The Knowledge Graph is now the big focus at Google

Oct 22, 2012 23:41 GMT  ·  By

At the beginning of the year, Google unveiled what seemed to be the biggest upgrade to its search engine yet and provided a glimpse at the general direction of search at Google.

The social web was it, search results would be personal and unique, based on your social connections (as defined by your Google+ Circles).

The move was met with a lot of criticism and backlash, but any major change usually generates this response.

Google was determined to move forward, improve the personal search results and the very nature of web search.

But then, nothing happened. The feature is still there, it's likely still being updated and improved, but Google has stayed quiet.

What's more, only a few months later, Google unveiled yet another biggest upgrade to search yet, providing yet another new general direction for search, the Knowledge Graph.

And, unlike social search, or Search Plus Your World, the Knowledge Graph is based on something that Google knows a whole lot more about than people, computers and algorithms.

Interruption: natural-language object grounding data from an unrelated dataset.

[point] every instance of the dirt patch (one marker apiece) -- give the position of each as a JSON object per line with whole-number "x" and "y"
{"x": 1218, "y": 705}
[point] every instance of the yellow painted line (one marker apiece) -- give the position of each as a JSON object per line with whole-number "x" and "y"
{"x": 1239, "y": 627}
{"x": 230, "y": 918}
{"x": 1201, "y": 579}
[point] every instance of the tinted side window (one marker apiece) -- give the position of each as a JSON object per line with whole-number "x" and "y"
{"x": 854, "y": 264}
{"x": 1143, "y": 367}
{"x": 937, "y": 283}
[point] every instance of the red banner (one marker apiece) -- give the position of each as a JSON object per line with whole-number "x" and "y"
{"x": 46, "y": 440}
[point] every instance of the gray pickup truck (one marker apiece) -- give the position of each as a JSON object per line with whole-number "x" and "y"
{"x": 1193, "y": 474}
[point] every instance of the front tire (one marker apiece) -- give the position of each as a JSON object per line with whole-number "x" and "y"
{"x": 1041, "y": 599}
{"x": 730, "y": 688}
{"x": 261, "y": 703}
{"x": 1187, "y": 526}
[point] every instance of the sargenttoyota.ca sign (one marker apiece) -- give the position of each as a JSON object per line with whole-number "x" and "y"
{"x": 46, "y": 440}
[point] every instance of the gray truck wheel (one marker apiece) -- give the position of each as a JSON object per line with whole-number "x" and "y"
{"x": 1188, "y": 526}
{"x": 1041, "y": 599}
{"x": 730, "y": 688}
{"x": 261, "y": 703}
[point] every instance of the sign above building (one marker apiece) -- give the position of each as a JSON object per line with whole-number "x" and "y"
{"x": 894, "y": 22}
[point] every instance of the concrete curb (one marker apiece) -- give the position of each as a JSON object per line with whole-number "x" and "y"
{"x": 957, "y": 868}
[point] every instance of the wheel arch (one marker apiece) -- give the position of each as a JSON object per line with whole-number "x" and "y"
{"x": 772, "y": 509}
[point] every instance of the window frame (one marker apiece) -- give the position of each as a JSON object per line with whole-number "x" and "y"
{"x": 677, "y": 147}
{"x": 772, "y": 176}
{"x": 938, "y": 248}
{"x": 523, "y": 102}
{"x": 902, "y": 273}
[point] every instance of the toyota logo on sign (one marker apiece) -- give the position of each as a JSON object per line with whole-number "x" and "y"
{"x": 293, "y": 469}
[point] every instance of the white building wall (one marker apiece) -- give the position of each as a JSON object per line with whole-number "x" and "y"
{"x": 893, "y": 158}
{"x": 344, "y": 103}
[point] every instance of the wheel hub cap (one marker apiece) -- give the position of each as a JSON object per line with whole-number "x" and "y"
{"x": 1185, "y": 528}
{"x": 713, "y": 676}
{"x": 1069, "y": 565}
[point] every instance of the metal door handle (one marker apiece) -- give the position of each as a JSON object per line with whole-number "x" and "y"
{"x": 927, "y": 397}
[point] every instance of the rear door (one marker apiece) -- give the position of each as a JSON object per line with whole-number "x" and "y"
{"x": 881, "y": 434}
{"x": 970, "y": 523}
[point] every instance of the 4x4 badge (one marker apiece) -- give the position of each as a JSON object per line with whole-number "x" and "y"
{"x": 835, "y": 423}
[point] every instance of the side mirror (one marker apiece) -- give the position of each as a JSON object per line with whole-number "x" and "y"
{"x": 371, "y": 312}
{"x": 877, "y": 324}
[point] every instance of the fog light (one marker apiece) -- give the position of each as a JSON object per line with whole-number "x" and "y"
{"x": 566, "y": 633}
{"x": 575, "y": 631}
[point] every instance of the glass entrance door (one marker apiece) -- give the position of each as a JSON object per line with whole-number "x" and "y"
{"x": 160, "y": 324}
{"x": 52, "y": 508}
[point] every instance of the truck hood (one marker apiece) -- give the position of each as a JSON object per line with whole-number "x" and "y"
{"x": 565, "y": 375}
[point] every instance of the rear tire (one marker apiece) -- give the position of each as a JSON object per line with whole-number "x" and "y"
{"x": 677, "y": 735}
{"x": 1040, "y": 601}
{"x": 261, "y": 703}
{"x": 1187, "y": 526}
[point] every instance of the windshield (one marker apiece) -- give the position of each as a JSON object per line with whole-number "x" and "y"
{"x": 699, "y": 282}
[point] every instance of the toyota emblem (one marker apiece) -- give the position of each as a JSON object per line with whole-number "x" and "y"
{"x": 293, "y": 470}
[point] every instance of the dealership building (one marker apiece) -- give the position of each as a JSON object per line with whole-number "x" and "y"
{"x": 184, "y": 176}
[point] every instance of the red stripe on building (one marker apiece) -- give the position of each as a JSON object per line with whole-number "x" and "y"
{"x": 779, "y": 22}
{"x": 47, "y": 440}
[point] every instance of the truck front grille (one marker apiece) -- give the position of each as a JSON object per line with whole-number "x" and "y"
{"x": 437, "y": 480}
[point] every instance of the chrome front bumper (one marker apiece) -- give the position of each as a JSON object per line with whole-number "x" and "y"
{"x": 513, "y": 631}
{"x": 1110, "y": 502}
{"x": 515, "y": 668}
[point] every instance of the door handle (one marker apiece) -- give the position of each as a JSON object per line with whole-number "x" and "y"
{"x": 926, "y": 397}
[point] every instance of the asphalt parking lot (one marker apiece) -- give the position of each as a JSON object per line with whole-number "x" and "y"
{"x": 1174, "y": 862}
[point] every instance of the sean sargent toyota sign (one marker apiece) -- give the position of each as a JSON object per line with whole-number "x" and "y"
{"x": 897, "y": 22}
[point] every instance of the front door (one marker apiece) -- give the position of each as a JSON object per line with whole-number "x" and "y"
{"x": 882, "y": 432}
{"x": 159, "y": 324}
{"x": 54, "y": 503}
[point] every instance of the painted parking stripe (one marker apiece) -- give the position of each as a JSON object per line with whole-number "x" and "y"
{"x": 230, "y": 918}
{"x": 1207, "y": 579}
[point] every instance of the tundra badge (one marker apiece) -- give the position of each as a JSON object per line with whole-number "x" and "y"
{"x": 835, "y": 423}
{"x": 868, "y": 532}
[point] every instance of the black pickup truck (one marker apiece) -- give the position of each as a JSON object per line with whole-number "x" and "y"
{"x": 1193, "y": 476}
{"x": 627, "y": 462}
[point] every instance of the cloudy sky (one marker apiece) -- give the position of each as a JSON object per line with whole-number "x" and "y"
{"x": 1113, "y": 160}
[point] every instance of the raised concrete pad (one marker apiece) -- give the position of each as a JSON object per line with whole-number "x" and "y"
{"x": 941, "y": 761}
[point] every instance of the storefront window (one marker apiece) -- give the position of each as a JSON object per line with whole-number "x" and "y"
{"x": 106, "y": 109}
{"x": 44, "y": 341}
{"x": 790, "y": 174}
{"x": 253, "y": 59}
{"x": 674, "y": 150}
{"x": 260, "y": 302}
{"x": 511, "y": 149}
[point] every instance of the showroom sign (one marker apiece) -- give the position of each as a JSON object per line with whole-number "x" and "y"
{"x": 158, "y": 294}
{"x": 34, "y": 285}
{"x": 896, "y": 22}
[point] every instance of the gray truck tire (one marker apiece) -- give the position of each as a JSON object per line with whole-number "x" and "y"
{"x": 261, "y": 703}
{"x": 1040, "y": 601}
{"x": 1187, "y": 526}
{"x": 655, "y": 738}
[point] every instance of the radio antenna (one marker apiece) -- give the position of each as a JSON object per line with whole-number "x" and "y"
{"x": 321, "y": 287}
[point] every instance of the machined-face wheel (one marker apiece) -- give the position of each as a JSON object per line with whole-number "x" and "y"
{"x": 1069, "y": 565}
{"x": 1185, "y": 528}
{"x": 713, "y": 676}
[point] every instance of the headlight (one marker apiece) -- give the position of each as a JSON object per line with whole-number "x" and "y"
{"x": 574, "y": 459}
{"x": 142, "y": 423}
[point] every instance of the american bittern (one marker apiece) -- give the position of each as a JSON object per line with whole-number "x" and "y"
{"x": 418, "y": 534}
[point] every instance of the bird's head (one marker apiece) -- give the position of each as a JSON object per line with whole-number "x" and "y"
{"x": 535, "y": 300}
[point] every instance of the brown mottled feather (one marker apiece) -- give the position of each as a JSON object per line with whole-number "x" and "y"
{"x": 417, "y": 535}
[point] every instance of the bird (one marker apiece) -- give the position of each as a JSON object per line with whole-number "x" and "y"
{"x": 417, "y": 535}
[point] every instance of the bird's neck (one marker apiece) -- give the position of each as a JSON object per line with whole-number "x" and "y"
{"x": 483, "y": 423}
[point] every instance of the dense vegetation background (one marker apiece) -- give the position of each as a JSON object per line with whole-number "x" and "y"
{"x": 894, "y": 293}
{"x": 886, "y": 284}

It's a cliche to say that Google doesn't "get" people, as much as it is to think that Facebook does, but it's also true. Their social products tend to feel artificial, unlike Facebook's.

That may be a result of Google building things based on what it thinks people want while Facebook is building things based on what it sees people want and, perhaps even more so, on what people don't want but will end up using all the time anyway.

What is starting to seem evident though is that "social search" is taking a backseat at Google and perhaps deservedly so. If anything, it should be because the Knowledge Graph has been much better received and clearly provides better results.

The benefits of social-enhanced search are less obvious and slower to reveal themselves and that's when this type of search is done right.